En agissant ensemble, grâce au personnel et aux enseignants, nous pouvons aider tous ces enfants afin de rétablir le calme nécessaire à la réalisation de chacun et un climat serein à l'apprentissage scolaire et social. Il s'agit de passer de la violence à l'agressivité contrôlée, de l'acte au dialogue. Le dialogue permet une décharge des émotions et évite ainsi un éventuel passage à l'acte.

Le gouvernement s'active et a mis sur pied un plan d'action global afin de lutter contre la violence et le harcèlement. Il s'agit également de redonner du sens aux sanctions scolaires, à savoir responsabiliser l'enfant perturbateur et pour cela, nous avons besoin que les parents adhèrent. Nous devons donc nouer un dialogue entre adultes afin d'encadrer les enfants au mieux et d'entendre leurs besoins : besoin de se dire, besoin d'être entendu, besoin d'être reconnu, besoin d'être valorisé, besoin d'intimité, besoin de créer, besoin de rêver. Nouer un dialogue avec l'enfant pour que ses besoins soient entendus et respectés.

 

Conclusion

Si nous n'intervenons pas tôt pour tenter de contrôler ensemble, en collaboration avec les parents, le personnel des institutions scolaires et des professionnels de la santé physique et psychique, le risque est une possible évolution vers une délinquance. En effet, il faut comprendre que la « loi » dans la famille et les règles de vie communes dans la vie scolaire sont représentatives ou devraient l'être de la société aujourd'hui avec ses lois et ses autorités. Si les premières autorités que sont d'abord les parents puis les professeurs ne sont pas respectées, l'autorité que représente l'état et la police ne le seront également pas. Nous voyons certains jeunes défier la police lors des manifestations quelconques et ressentir cette adrénaline lors de conflits, mais lorsqu'ils sont arrêtés, cadrés, voire enfermés, lorsqu'ils se retrouvent seuls, il y a souvent une réassurance, en sentiment de justesse, si ce n'est de justice. C'est lorsqu'ils sortent que la tentation de la toute puissance se fait à nouveau ressentir, dans le groupe qui représente une nouvelle famille où la loi est un code d'honneur et imposée à nouveau par des dominants. Les autres, ceux qu'ils volent, agressent, frappent, n'existent pas. L'empathie, l'altérité n'existent pas. Ces jeunes vont à contre-courant de notre société, quelle qu'elle soit, ils créent leurs propres règles.

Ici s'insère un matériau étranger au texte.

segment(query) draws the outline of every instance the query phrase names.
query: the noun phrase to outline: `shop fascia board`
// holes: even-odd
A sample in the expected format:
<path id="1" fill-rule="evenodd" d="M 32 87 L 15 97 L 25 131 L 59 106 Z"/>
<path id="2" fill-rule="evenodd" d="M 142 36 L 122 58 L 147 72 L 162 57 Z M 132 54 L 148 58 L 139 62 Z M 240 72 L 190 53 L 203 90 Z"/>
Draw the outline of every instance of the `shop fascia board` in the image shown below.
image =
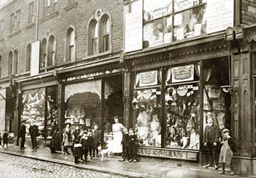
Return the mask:
<path id="1" fill-rule="evenodd" d="M 117 63 L 117 62 L 119 63 L 119 61 L 120 61 L 120 56 L 113 57 L 110 57 L 108 59 L 103 59 L 103 60 L 97 60 L 97 61 L 90 62 L 90 63 L 88 63 L 86 64 L 76 65 L 74 66 L 70 66 L 70 67 L 67 67 L 65 69 L 61 69 L 58 71 L 58 74 L 64 74 L 64 73 L 67 73 L 67 72 L 72 72 L 72 71 L 87 69 L 89 68 L 100 66 L 103 66 L 105 64 L 110 64 L 110 63 Z"/>
<path id="2" fill-rule="evenodd" d="M 225 40 L 225 31 L 216 33 L 213 34 L 205 35 L 202 36 L 186 39 L 183 41 L 173 42 L 169 44 L 156 46 L 152 48 L 144 48 L 141 51 L 137 51 L 131 53 L 124 54 L 124 60 L 129 60 L 135 57 L 140 57 L 146 55 L 155 54 L 161 52 L 166 52 L 174 49 L 191 47 L 196 45 L 200 45 L 204 42 L 214 42 L 217 40 Z"/>

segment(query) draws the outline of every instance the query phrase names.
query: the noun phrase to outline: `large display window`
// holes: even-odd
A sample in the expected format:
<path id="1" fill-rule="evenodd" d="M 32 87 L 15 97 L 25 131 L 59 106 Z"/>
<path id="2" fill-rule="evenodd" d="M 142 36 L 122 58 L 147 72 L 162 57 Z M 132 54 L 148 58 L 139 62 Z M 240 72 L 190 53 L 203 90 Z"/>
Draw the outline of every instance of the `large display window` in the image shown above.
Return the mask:
<path id="1" fill-rule="evenodd" d="M 91 128 L 101 119 L 101 80 L 90 80 L 65 86 L 65 124 L 81 129 Z"/>
<path id="2" fill-rule="evenodd" d="M 38 127 L 40 136 L 45 133 L 46 89 L 24 91 L 22 94 L 22 111 L 21 120 L 25 121 L 27 136 L 31 122 Z"/>

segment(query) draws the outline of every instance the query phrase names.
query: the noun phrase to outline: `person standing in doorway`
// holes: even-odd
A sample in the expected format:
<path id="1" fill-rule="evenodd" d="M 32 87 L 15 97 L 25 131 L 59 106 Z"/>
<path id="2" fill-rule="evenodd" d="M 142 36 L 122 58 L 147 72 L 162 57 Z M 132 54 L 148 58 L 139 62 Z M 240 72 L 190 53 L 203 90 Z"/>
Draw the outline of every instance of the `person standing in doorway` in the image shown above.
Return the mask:
<path id="1" fill-rule="evenodd" d="M 20 149 L 25 149 L 25 148 L 24 147 L 25 141 L 25 121 L 22 121 L 22 124 L 20 126 L 19 138 L 21 138 Z"/>
<path id="2" fill-rule="evenodd" d="M 37 125 L 34 124 L 34 121 L 31 122 L 29 127 L 29 134 L 31 138 L 32 147 L 31 149 L 37 149 L 37 136 L 38 136 L 38 127 Z"/>
<path id="3" fill-rule="evenodd" d="M 114 117 L 115 124 L 112 125 L 113 131 L 113 153 L 121 154 L 123 152 L 122 139 L 123 139 L 123 124 L 119 123 L 119 117 Z"/>
<path id="4" fill-rule="evenodd" d="M 219 127 L 213 124 L 212 115 L 210 115 L 207 122 L 204 134 L 204 145 L 208 149 L 208 164 L 204 167 L 207 168 L 214 165 L 215 169 L 218 169 L 218 142 L 220 130 Z"/>

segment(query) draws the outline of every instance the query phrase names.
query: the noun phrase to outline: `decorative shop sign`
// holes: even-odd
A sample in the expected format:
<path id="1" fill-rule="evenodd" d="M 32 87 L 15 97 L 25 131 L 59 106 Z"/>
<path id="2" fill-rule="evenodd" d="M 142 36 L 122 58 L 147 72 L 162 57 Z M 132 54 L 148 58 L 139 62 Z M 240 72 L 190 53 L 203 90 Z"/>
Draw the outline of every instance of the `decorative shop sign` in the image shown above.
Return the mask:
<path id="1" fill-rule="evenodd" d="M 194 66 L 189 65 L 171 69 L 172 83 L 191 81 L 194 80 Z"/>
<path id="2" fill-rule="evenodd" d="M 143 17 L 142 1 L 138 1 L 138 9 L 125 16 L 125 52 L 142 49 Z"/>
<path id="3" fill-rule="evenodd" d="M 68 81 L 73 81 L 76 80 L 80 80 L 80 79 L 90 79 L 94 77 L 99 77 L 102 76 L 104 74 L 115 74 L 118 72 L 121 72 L 124 71 L 124 69 L 115 69 L 112 71 L 100 71 L 100 72 L 94 72 L 94 73 L 91 73 L 91 74 L 85 74 L 82 75 L 79 75 L 76 77 L 70 77 L 65 79 L 63 79 L 61 81 L 62 82 L 68 82 Z"/>
<path id="4" fill-rule="evenodd" d="M 207 34 L 234 26 L 234 0 L 207 0 Z"/>
<path id="5" fill-rule="evenodd" d="M 139 86 L 153 86 L 157 84 L 157 71 L 139 73 Z"/>
<path id="6" fill-rule="evenodd" d="M 186 160 L 198 160 L 198 152 L 138 147 L 138 155 Z"/>

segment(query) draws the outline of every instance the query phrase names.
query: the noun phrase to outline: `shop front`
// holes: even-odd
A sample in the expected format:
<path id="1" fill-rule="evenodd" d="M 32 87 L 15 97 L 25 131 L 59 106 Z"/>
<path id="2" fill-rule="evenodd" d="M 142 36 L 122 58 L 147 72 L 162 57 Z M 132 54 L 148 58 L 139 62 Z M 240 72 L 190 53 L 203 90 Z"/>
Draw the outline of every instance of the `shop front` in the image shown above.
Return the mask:
<path id="1" fill-rule="evenodd" d="M 77 71 L 62 74 L 61 127 L 70 123 L 72 130 L 79 127 L 81 130 L 91 131 L 97 124 L 101 139 L 106 141 L 112 132 L 115 115 L 124 123 L 123 69 L 115 66 L 110 70 L 97 70 L 80 71 L 79 75 Z"/>

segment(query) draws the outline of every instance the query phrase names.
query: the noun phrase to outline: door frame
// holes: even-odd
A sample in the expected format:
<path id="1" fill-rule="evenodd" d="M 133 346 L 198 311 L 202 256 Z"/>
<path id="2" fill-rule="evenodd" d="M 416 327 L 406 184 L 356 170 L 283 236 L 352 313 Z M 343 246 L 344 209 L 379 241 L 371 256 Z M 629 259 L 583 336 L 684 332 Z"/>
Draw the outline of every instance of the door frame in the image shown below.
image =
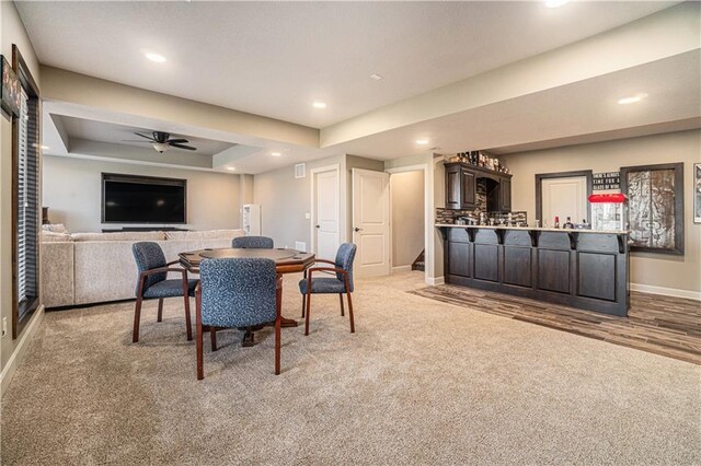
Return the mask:
<path id="1" fill-rule="evenodd" d="M 430 266 L 433 267 L 433 254 L 434 251 L 428 248 L 428 244 L 430 242 L 430 235 L 434 232 L 434 207 L 433 207 L 433 196 L 429 196 L 428 191 L 429 191 L 429 186 L 433 187 L 433 185 L 429 185 L 429 171 L 428 171 L 428 164 L 427 163 L 422 163 L 422 164 L 417 164 L 417 165 L 407 165 L 407 166 L 400 166 L 397 168 L 387 168 L 384 170 L 386 173 L 390 174 L 390 272 L 392 270 L 392 266 L 393 266 L 393 261 L 394 261 L 394 256 L 392 254 L 393 251 L 393 244 L 392 244 L 392 240 L 394 236 L 394 223 L 392 222 L 392 175 L 395 173 L 405 173 L 405 172 L 424 172 L 424 282 L 425 283 L 429 283 L 429 284 L 434 284 L 430 283 L 430 280 L 428 278 L 428 264 L 430 263 Z M 429 255 L 430 260 L 428 260 Z"/>
<path id="2" fill-rule="evenodd" d="M 573 178 L 584 176 L 587 179 L 587 198 L 591 196 L 594 190 L 594 174 L 590 170 L 579 170 L 576 172 L 555 172 L 555 173 L 537 173 L 536 174 L 536 219 L 541 221 L 543 213 L 543 179 L 555 178 Z M 535 219 L 533 219 L 535 220 Z M 587 222 L 591 223 L 591 205 L 587 202 Z"/>
<path id="3" fill-rule="evenodd" d="M 341 243 L 341 165 L 325 165 L 317 168 L 311 168 L 309 174 L 311 176 L 311 219 L 309 222 L 309 252 L 315 253 L 317 249 L 317 175 L 325 172 L 336 172 L 336 200 L 338 205 L 336 206 L 336 228 L 338 230 L 338 243 Z M 341 246 L 341 244 L 338 244 Z"/>

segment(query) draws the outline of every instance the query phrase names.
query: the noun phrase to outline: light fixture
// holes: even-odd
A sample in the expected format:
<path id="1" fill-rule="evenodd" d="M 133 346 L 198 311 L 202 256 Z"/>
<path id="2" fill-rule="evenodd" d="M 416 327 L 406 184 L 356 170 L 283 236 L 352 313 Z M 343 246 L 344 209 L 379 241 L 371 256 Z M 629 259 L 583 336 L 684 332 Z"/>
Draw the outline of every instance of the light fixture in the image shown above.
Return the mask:
<path id="1" fill-rule="evenodd" d="M 149 60 L 151 60 L 151 61 L 153 61 L 153 62 L 156 62 L 156 63 L 163 63 L 163 62 L 165 62 L 165 57 L 163 57 L 162 55 L 157 54 L 157 53 L 154 53 L 154 51 L 145 51 L 145 53 L 143 53 L 143 56 L 145 56 L 147 59 L 149 59 Z"/>
<path id="2" fill-rule="evenodd" d="M 545 0 L 545 7 L 548 8 L 562 7 L 565 3 L 570 3 L 570 0 Z"/>
<path id="3" fill-rule="evenodd" d="M 153 144 L 153 149 L 156 149 L 156 151 L 157 151 L 158 153 L 163 153 L 163 152 L 165 152 L 165 151 L 168 150 L 168 148 L 169 148 L 169 147 L 170 147 L 170 145 L 168 145 L 165 142 L 156 142 L 156 143 Z"/>
<path id="4" fill-rule="evenodd" d="M 645 94 L 644 92 L 641 92 L 640 94 L 635 94 L 630 97 L 619 98 L 618 103 L 621 105 L 634 104 L 635 102 L 640 102 L 645 97 L 647 97 L 647 94 Z"/>

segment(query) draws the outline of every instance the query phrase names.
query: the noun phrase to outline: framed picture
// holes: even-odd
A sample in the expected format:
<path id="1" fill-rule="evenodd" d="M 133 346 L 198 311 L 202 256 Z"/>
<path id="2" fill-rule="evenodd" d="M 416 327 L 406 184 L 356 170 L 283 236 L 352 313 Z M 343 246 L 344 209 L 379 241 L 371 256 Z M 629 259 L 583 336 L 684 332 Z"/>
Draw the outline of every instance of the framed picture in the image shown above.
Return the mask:
<path id="1" fill-rule="evenodd" d="M 0 59 L 0 67 L 2 67 L 0 105 L 7 115 L 19 116 L 20 106 L 22 105 L 22 84 L 4 57 L 1 57 Z"/>
<path id="2" fill-rule="evenodd" d="M 701 223 L 701 163 L 693 164 L 693 223 Z"/>
<path id="3" fill-rule="evenodd" d="M 632 252 L 683 255 L 683 163 L 621 167 Z"/>

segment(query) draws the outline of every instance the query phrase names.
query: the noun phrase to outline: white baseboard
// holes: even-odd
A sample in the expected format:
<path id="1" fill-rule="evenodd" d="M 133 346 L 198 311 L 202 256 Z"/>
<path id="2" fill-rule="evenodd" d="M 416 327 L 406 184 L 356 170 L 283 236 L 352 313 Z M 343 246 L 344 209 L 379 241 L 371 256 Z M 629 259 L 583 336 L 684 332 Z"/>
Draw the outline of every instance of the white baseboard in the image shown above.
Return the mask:
<path id="1" fill-rule="evenodd" d="M 392 267 L 392 273 L 401 272 L 401 271 L 411 271 L 412 266 L 397 266 Z"/>
<path id="2" fill-rule="evenodd" d="M 435 287 L 437 284 L 444 284 L 446 279 L 444 277 L 426 277 L 426 284 Z"/>
<path id="3" fill-rule="evenodd" d="M 41 305 L 36 310 L 36 315 L 32 317 L 32 322 L 30 322 L 24 328 L 23 335 L 20 338 L 20 342 L 14 348 L 14 352 L 8 360 L 8 363 L 0 374 L 0 397 L 4 395 L 4 392 L 10 386 L 10 382 L 12 381 L 12 376 L 14 375 L 14 371 L 16 371 L 18 365 L 20 365 L 20 361 L 22 361 L 24 352 L 30 346 L 30 341 L 36 333 L 36 329 L 39 328 L 42 321 L 44 321 L 44 305 Z M 5 338 L 12 338 L 12 336 L 8 335 Z"/>
<path id="4" fill-rule="evenodd" d="M 640 283 L 631 283 L 631 291 L 701 301 L 701 291 L 679 290 L 677 288 L 653 287 Z"/>

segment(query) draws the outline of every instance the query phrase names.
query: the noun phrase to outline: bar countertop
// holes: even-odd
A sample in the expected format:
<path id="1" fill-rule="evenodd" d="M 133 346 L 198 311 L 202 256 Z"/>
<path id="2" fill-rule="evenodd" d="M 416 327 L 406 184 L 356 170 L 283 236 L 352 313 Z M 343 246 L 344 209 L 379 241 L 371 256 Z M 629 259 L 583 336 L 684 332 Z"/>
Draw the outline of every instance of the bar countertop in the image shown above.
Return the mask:
<path id="1" fill-rule="evenodd" d="M 524 230 L 539 232 L 556 232 L 556 233 L 597 233 L 597 234 L 630 234 L 627 230 L 585 230 L 585 229 L 545 229 L 536 226 L 503 226 L 503 225 L 458 225 L 455 223 L 436 223 L 438 228 L 452 229 L 483 229 L 483 230 Z"/>

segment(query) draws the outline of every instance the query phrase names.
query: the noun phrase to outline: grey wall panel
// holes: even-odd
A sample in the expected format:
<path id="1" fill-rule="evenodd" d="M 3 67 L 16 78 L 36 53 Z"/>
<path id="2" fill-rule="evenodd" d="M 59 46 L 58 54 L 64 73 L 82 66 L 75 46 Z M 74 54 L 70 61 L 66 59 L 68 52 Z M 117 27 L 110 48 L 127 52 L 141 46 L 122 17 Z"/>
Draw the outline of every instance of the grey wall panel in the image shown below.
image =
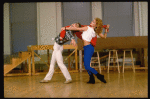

Ils sont perdus dans un monde que finalement ils ne comprennent pas. A nous de leur expliquer le monde, comment il fonctionne communautairement et ce que nous attendons d'eux en leur mettant ces fameuses et sacrées limites constructives, respectueuses et finalement bienfaitrices. Il est plus important de répondre aux besoins des enfants qu'à leurs désirs.

Merci Mesdames et Messieurs de votre attention et bonne continuation à vous toutes et tous.